Storylines of Summer Arctic climate change constrained by Barents-Kara Sea and Arctic tropospheric warming for climate risks assessment
Abstract. While climate models broadly agree on the changes expected to occur over the Arctic with global warming on a pan-Arctic scale (i.e., polar amplification, sea-ice loss, increased precipitation), the magnitude and patterns of those changes at regional and local scales remain uncertain. This limits the usability of climate model projections for risk assessments and their impact on human activities or ecosystems (e.g., fires, permafrost thawing). Whereas any single or ensemble-mean projection may be of limited use to stakeholders, recent studies have shown the value of the storyline approach in providing a comprehensive and tractable set of climate projections that can be used to evaluate changes in environmental or societal risks associated with global warming.

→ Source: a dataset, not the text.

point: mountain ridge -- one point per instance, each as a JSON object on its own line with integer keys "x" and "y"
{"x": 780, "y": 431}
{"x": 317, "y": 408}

Here, we apply the storyline approach to a large ensemble of CMIP6 models, with the aim of distilling the wide spread in model predictions into four physically plausible outcomes of Arctic summertime climate change. This is made possible by leveraging strong covariability in the climate system, associated with well-known but poorly constrained teleconnections and local processes: specifically, we find that differences in Barents-Kara Sea warming and lower tropospheric warming over polar land regions among CMIP6 models explain most of the inter-model variability in pan-Arctic surface summer climate response to global warming. Based on this novel finding, we compare regional disparities in climate change across the four storylines. Our storyline analysis highlights the fact that, for a given amount of global warming, certain climate risks can be intensified while others may be lessened, relative to a “middle-of-the-road” ensemble mean projection. We find this to be particularly relevant when comparing climate change over terrestrial and marine areas of the Arctic, which can show substantial differences in their sensitivity to global warming. We conclude by discussing potential implications of our findings for modelling climate change impacts on ecosystems and human activities.